Ama sözlüğü raflara çıktığında "Argo yazıya geçtiği, şifresi çözüldüğü anda yok olur" demişti. Örgütü dağıtmaya niyetlenmişti. Ama kendi deyimiyle argo örgütlenmeye devam ediyordu: "her argo sözlüğü bir ihbarname oluyor. Kripto çözümlenmiş oluyor. Ama bu tatlı bir cebelleşme gibi, siz istediğiniz kadar sözlük çıkarın, çözün, o yarın karşınıza bambaşka bir lafla çıkar. Yepyeni bir şey duyarsınız ve siz de bilmezsiniz onun anlamını."
Yazılarından verdiği röportajlardan anlaşılacağı üzere biraz da filozof bir yanı vardı Aktunç'un "Bir kalem dikin mezarıma / Yan yana gelmemiş / Sözcükler var daha" demişti bir şiirinde. Kanser denilen illetle mücadele ediyordu uzun süredir. Masasında basılmayı bekleyen onlarca eser vardı.
İnce alaylı, nüktedan bir dille yazdı yazılarını, sözlüğünün maddelerini emek harcamadan kopyalayanlara "ettiği oyun" bu yönünü gösteriyor. Büyük Argo Sözlüğü'ne bir-iki uyduruk madde eklemiş, onları alıp çalışmalarına alanlara "bıyık altından" gülmüştü.
Yazın hayatımız renkli ve çalışkan bir ismini erken kaybetti.
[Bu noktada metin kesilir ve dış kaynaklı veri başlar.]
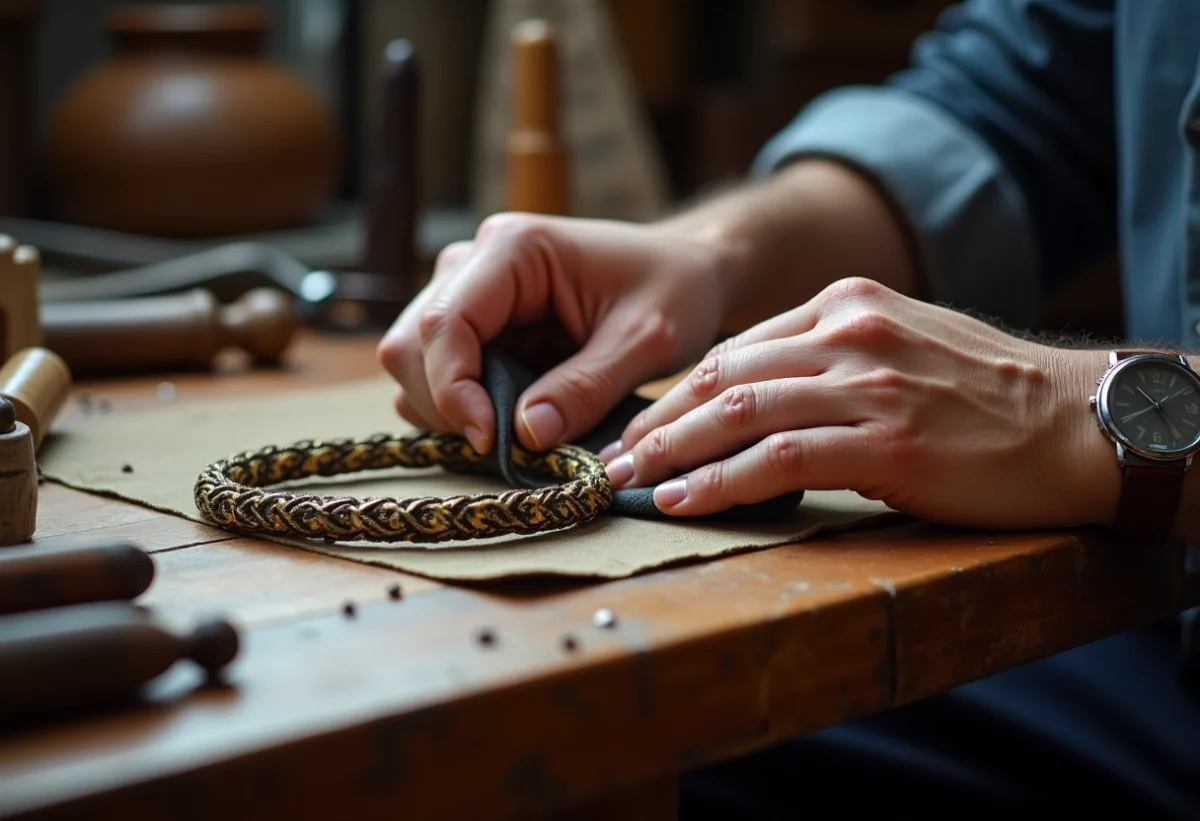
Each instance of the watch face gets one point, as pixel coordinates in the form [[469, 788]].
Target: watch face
[[1153, 406]]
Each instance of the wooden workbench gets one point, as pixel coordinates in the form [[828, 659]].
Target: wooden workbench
[[401, 709]]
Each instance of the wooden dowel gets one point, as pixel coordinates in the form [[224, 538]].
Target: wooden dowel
[[178, 330], [37, 382], [391, 186], [37, 576], [93, 654], [537, 157]]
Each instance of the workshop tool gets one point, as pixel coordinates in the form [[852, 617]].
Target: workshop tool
[[42, 576], [89, 655], [18, 479], [169, 331], [37, 382]]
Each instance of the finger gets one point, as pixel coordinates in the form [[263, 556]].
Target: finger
[[815, 459], [406, 409], [401, 354], [762, 361], [472, 309], [571, 397], [732, 421]]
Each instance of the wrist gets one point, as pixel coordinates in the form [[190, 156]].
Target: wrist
[[1091, 455]]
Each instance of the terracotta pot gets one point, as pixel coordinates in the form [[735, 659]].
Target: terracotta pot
[[190, 131]]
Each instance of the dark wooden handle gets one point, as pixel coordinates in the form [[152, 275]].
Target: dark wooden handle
[[177, 330], [66, 659], [37, 577], [391, 186]]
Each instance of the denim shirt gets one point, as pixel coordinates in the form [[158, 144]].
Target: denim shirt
[[1029, 138], [1025, 139]]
Hulki Aktunç, 1 Temmuz Cuma günü Erenköy Galip Paşa Camisi'nde kılınacak öğle namazından sonra Karacaahmet Mezarlığı'nda babasının yanına defnedilecek.
ESERLERİ
Şiir: Sır Kâtibi (1989), Islıkla Tarihçe (1989), Adresim Aynalar (1991), Şarkılar (1992), İnsan Aşklarının Külüdür (1993), Istıraplar Ansiklopedisi (1994), (Şiirlerinden bir seçme, şairin de katıldığı kolektif çeviri çalışmalarında, Theo Dorgan, Tony Curtis ve Orhan Koçak tarafından İngilizceye çevrildi: Twelfth Song (On İkinci Şarkı -1998), Bir Şeyin Varoluşu (1999)
Öykü: Gidenler Dönmeyenler (1976), Kurtarılmış Haziran (1977), Ten ve Gölge (1985), Bir Yer Göstericinin Hayatı (1989), Güz Her Şeyi Bilir (1998).
Roman: Bir Çağ Yangını (1981), Son İki Eylül (1987).
Deneme: Erotologya? (2000), Aforistika (2001).
Sözlük: Büyük Argo Sözlüğü (1990), Türkçenin Büyük Argo Sözlüğü - Tanıklarıyla (2010) (HK)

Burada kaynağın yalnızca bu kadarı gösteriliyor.